OPEN SOURCE: JEREMY RIFKIN E L’ARTE CONTEMPORANEA

Ne “La società a costo marginale zero” Jeremy Rifkin sostiene che si stia affermando sulla scena mondiale un nuovo paradigma economico, destinato a schiudere la possibilità di una drastica riduzione delle disparità di reddito, democratizzando l’economia globale. Un’economia collaborativa meno votata al profitto a ogni costo, in cui gli artisti hanno un ruolo prezioso: e lo indaga il Financial Times raccontando di una mostra – intitolata Open Source: art at the end of capitalism, da poco terminata a Berlino e Parigi – curata da Lisa Schiff, Leslie Fritz ed Eugenio Re Rebaudengo, e ispirata proprio dal volume di Rifkin.

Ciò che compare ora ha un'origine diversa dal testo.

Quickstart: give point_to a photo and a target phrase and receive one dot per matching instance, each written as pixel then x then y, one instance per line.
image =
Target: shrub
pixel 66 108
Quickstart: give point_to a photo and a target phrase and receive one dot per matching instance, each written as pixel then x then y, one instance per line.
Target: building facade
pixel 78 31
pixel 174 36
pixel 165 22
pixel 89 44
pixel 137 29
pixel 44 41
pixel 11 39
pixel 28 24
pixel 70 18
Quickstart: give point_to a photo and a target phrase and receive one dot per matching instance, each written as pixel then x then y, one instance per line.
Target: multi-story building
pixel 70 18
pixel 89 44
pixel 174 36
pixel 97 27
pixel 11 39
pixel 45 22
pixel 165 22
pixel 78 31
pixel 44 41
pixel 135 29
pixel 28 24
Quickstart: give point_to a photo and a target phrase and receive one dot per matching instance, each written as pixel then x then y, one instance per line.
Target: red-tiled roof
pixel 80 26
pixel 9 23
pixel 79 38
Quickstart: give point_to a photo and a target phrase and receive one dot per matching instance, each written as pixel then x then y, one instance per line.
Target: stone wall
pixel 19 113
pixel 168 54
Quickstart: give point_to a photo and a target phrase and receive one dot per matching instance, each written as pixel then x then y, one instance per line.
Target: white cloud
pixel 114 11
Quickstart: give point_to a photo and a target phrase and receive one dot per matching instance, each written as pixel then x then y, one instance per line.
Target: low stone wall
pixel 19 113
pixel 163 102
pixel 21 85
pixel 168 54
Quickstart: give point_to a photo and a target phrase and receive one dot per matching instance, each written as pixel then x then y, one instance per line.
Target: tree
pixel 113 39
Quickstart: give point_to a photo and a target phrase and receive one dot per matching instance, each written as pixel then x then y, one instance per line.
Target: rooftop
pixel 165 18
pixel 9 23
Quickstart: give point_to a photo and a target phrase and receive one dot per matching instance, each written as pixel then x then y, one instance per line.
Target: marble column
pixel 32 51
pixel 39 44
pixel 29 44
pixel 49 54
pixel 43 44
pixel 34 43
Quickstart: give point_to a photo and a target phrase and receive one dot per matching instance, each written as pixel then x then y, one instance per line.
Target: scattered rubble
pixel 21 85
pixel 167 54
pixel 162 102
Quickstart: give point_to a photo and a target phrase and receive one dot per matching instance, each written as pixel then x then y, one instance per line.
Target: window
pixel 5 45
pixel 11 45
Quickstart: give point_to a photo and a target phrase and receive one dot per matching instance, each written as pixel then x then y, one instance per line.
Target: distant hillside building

Gli artisti presenti? Nelle parole di Lisa Schiff “Cercano di scrollarsi di dosso l’eccesso di autoreferenzialità classico dell’arte contemporanea e vogliono costruire ponti verso l’esterno, e hanno capito che il mondo sta cambiando ogni minuto davanti agli occhi”. Insomma, prendendo le mosse da un libro tutto sommato ottimista come quello di Rifkin, che indica la strada per un futuro migliore e propone soluzioni andando oltre il lamento, anche l’arte ha qualcosa da dire. E Lisa Schiff ha applicato questa ricetta per smentire i critici che quel tipo di arte, quella contemporanea, la considerano vuota, incapace di raccontarci qualcosa sul mondo in cui viviamo. Il tutto grazie alle opere di artisti affermati come Richard Prince, Frank Stella, Christopher Wool e altri giovani emergenti.

E Rifkin? Pare abbia apprezzato molto, dichiarandosi piacevolmente sorpreso. Malgrado l’arte non sia il suo campo, riconosce il ruolo di avanguardia degli artisti: sono le nostre antenne puntate verso il futuro.